Valsa: Ambas nascemos em Santos, litoral de São Paulo e nos conhecemos/brincávamos juntas em encontros de amigos dos nossos pais, quando tínhamos por volta de 10 anos de idade. Alguns anos depois, nos reencontramos no conservatório de música (Marina estudando guitarra e Nika, como sou conhecida, baixo). Tivemos uma banda juntas por alguns anos e de aí por diante fizemos parte do mesmo grupo próximo de amigos. Marina estudou arquitetura, mas sempre trabalhou com urbanismo. Veio para Portugal fazer um mestrado em urbanismo sustentável. Nika é formada em hotelaria e teve a sua carreira construída nesta área, mas além disso também estudou Produção Musical e Produção Cultural.

Nós: Como nasceu esta associação cultural? Foi um sonho concretizado no imediato?

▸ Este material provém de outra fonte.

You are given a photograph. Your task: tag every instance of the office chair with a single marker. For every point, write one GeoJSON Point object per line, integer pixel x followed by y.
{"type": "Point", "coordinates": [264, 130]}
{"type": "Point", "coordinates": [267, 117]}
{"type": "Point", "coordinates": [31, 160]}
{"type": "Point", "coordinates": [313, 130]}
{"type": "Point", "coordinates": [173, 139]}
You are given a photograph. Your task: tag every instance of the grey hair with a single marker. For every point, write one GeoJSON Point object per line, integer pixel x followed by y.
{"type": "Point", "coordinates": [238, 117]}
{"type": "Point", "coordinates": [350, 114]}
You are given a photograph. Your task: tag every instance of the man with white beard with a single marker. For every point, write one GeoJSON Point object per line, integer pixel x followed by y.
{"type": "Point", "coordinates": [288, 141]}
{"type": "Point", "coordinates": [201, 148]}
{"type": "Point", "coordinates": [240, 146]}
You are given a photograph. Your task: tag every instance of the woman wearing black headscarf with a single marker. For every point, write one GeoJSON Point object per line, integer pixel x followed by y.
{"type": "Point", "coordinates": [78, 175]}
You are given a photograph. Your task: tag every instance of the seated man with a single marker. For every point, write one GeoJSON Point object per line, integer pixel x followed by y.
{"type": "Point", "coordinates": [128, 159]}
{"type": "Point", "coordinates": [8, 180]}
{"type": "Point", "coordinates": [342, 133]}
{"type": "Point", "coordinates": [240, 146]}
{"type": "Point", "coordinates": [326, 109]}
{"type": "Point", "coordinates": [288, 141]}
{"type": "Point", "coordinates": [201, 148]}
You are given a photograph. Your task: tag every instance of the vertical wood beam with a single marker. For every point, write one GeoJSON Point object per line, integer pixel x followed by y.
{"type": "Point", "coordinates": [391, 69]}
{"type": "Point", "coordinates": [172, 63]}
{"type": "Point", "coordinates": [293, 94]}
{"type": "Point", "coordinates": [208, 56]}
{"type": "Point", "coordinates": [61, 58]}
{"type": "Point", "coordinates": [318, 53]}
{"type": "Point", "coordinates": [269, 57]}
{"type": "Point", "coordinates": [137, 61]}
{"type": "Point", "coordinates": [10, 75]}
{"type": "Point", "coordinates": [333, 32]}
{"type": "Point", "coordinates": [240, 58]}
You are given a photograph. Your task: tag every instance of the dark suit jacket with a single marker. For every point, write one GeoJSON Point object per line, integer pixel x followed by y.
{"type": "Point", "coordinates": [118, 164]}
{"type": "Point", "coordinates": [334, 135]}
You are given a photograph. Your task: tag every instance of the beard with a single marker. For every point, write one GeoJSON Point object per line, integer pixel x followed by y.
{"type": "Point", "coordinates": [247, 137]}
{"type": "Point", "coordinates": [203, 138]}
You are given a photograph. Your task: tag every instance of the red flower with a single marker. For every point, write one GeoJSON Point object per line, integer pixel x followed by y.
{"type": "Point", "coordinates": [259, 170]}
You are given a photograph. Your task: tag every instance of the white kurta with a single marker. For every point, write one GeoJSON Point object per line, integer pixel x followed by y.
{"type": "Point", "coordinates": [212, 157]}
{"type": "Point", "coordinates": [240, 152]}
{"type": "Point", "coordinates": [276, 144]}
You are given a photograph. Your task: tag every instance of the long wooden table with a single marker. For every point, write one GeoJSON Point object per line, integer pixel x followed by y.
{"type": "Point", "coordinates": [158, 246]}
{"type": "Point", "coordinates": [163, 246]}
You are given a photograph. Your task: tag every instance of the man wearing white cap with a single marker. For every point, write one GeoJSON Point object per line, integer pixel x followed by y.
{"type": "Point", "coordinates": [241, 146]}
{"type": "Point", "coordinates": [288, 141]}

Valsa: Já em São Paulo, onde passamos a viver após o ingresso na universidade, realizamos alguns eventos, festas, feiras, vídeos, blog com outros amigos. O coletivo já tinha o nome VALSA. Seguimos nossos outros projetos e por coincidência, nesse momento da vida, nos reencontramos em Lisboa. Marina sempre quis fazer algo relacionado à alimentos e bebidas e Nika algo com cultura. Juntamos as vontades e criamos um lugar “físico” para o VALSA, que hibernou por alguns anos.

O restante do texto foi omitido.